The difference I understand is that the epidural is injected between your vertebra, the spinal block is injected between the vertebra and into your spinal cord. The epidural lasts for a number of hours, you are usually in bed the whole day. The spinal block wears off after a shorter period of time and although it is not recommended that you get up that day, you do regain your feelings.

Apparently both actually make you feel paralysed from the arms down. A friend of mine said that she had a spinal block and when she was wheeled into recovery after having the caeser, she was already experiencing the 'pins and needles' sensation of the feelings coming back. You are able to hold you baby soon afterwards as you will have strength back in your arms.

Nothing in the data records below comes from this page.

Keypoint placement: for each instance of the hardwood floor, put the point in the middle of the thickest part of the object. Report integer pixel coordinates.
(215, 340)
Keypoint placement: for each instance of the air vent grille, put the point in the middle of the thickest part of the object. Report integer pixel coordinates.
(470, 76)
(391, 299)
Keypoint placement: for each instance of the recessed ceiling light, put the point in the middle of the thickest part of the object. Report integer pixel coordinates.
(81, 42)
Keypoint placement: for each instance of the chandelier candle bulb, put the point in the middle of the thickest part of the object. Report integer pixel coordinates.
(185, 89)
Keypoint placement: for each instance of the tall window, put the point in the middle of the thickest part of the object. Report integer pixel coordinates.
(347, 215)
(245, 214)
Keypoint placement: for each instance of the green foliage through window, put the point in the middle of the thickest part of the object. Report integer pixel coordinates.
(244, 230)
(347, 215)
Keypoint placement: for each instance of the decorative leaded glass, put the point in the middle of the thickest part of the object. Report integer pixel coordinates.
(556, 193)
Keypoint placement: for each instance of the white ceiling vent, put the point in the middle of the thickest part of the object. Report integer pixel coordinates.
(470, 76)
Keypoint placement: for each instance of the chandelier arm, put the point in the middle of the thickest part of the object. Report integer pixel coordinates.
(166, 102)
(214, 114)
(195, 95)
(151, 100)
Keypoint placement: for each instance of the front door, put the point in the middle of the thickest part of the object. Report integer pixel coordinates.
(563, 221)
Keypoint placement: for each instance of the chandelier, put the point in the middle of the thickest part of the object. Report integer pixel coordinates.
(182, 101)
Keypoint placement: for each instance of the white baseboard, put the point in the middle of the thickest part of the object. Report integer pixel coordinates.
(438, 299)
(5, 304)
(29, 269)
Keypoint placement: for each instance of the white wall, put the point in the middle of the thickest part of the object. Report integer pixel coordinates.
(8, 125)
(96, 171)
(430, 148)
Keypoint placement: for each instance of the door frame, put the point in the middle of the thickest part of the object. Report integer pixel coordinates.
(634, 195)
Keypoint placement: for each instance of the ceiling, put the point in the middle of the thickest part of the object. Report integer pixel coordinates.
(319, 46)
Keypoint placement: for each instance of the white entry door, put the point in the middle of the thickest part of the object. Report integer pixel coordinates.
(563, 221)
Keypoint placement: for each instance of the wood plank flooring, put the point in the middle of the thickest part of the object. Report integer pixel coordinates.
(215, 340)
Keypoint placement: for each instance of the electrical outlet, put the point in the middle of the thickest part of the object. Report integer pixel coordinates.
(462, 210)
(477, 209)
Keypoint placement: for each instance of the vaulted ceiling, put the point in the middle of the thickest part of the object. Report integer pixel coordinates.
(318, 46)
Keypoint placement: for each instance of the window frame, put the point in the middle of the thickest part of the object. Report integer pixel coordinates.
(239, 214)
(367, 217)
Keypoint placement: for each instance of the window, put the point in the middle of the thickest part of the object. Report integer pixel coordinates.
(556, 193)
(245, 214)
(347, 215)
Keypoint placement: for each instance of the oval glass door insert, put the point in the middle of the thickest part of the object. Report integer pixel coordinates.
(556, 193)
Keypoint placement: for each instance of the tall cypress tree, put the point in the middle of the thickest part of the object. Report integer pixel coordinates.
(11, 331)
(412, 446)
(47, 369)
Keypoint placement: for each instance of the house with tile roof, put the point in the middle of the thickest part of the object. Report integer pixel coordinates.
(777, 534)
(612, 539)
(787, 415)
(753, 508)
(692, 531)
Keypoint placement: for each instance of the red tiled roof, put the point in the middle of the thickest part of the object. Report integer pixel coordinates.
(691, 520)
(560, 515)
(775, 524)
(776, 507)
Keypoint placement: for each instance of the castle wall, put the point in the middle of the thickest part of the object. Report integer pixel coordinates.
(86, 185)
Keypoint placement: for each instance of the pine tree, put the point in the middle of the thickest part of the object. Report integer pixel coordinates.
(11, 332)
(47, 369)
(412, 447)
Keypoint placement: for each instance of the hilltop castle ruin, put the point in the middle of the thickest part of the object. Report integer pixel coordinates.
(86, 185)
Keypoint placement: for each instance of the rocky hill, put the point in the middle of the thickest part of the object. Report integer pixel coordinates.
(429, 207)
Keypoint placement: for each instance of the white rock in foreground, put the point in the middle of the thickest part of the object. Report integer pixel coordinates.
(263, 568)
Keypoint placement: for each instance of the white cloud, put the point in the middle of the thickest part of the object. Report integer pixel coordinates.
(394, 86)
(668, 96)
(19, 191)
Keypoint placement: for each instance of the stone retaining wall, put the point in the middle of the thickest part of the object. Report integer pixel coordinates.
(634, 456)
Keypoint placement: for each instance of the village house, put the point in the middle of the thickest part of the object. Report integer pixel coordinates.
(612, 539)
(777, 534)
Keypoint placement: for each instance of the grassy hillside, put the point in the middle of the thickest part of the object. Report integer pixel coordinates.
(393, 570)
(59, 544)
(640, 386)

With regards to the painkillers, I haven't heard of them interfering with breastfeeding. The nurses do ask you whether you will be breast or bottle feeding before you have your baby. So they should be give you the appropriate medicine.

Best of luck!

Reply to Kate
Posted by: Jone | 2003/12/08

As far as I know, the spinal block...which is the preferred choice for c-sections is administered as a one off. The epidural is a constant flow so it can be topped up. Therefore with a spinal you dont have anything sticking in your spine during the procedure.
I think the effects are the same however.
I think pethadine is one of the std pain relief post surgically and is given whether breast feeding or not. It is only given once then std painkillers are given...which i found did nothing anyways.

Reply to Jone
Posted by: Purple | 2003/12/08

You can also put your question about the epidural/spinal block on the aneasthetist forum, though s/he takes longer to respond than gynaedoc.